Rakitin and Grushenka first conspire to bring Alyosha to Grushenka’s because they are threatened by his apparently unshakable purity. Their mistrust and self-doubt are manifest in Rakitin’s smirking cynicism and Grushenka’s angry pride. They want to upset, frighten, or corrupt Alyosha so that his own faith no longer threatens their shared belief that the world is corrupt, painful, and ugly. When the opposite happens, and Alyosha’s troubled goodness elicits a chord of feeling and sympathy in Grushenka, the two young people each find unexpected salvation in their sudden understanding of one another. For Grushenka, finding a man who cares about her renews her faith in the world. Alyosha’s experience with Grushenka, on the other hand, reminds him that the validation of faith lies not in miracles, but in good deeds. He believes that faith is not invalidated simply because a corpse develops a stench, but that it can be validated by active love of mankind.

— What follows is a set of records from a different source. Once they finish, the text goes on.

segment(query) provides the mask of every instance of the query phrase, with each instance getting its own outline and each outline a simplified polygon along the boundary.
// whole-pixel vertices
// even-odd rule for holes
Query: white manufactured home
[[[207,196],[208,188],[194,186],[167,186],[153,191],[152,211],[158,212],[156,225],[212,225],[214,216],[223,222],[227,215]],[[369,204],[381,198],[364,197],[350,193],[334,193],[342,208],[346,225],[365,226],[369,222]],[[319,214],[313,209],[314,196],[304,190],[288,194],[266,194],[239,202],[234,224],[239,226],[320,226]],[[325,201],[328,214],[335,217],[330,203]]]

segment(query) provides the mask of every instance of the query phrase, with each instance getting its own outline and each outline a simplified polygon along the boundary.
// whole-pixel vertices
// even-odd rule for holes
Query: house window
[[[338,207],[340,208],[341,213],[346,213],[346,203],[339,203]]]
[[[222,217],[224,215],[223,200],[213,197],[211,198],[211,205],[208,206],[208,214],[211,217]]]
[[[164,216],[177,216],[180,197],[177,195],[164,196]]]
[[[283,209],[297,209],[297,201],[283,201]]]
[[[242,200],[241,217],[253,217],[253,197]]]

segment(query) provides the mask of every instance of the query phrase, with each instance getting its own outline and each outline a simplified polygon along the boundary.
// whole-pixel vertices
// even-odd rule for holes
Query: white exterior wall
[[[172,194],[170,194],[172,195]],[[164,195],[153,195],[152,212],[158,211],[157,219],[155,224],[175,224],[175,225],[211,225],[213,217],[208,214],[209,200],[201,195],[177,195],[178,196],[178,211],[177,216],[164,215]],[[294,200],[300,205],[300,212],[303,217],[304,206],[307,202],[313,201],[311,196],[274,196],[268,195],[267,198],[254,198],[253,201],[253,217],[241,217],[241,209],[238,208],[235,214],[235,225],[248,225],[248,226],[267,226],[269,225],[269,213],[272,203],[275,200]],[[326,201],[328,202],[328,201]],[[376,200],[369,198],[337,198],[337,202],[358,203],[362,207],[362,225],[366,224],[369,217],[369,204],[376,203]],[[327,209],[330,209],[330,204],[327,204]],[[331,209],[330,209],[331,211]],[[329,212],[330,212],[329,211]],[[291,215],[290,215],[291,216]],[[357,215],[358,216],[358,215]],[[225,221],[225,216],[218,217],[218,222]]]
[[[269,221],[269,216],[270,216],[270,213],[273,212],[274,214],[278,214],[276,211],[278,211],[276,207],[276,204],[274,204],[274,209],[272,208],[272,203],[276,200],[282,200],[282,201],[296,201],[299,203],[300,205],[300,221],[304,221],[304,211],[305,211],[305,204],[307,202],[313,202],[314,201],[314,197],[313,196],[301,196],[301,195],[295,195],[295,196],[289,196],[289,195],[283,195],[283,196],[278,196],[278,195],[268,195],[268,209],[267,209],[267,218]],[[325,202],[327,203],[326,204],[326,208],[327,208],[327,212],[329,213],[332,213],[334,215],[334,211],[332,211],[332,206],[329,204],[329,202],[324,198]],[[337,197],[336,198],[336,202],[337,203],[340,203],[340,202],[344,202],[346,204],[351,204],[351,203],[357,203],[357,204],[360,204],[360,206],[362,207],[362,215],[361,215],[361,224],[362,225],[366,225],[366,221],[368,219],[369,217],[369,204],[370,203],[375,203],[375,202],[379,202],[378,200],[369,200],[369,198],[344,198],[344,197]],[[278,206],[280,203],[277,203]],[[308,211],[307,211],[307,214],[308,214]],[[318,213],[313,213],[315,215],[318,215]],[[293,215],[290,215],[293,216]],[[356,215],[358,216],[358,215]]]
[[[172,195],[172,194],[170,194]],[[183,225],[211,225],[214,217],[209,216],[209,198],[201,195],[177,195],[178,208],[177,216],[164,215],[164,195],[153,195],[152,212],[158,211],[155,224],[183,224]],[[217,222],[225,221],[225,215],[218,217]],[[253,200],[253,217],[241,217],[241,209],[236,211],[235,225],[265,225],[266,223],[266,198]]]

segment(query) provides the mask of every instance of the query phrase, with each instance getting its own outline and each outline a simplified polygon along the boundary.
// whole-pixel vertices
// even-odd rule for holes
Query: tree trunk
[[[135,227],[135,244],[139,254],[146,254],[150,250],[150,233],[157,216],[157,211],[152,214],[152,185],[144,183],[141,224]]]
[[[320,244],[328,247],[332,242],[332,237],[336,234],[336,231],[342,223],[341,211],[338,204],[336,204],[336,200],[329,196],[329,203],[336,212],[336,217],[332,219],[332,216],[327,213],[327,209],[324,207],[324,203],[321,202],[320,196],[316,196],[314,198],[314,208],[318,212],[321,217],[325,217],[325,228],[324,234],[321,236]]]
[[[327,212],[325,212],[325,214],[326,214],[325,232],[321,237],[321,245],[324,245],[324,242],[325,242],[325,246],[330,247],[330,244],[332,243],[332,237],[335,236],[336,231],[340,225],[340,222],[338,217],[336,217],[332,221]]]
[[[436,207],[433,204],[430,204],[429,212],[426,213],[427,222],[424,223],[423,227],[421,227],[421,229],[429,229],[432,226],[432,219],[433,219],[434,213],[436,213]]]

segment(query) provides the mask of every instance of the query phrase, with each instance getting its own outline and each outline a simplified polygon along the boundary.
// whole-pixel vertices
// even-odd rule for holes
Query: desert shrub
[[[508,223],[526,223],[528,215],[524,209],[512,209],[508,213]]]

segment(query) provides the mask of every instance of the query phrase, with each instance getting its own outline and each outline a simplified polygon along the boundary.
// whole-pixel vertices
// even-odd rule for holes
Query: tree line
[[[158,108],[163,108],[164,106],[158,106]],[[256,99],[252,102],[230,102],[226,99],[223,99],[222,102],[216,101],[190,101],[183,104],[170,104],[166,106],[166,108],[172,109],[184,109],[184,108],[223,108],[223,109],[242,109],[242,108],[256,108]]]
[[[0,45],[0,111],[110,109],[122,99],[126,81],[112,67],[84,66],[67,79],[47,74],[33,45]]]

Alyosha’s dream of Zosima demonstrates that Zosima’s legacy has not died with his body, but lives on in Alyosha’s good deeds, in the forgiveness and love that are the cornerstones of his faith. -Alyosha’s kissing of the earth after he wakes up is a turning point for him. A deliberate echo of Zosima’s final act before dying, it signifies that Alyosha has stepped into Zosima’s shoes and is now fully committed to leaving the monastery and doing good in the world.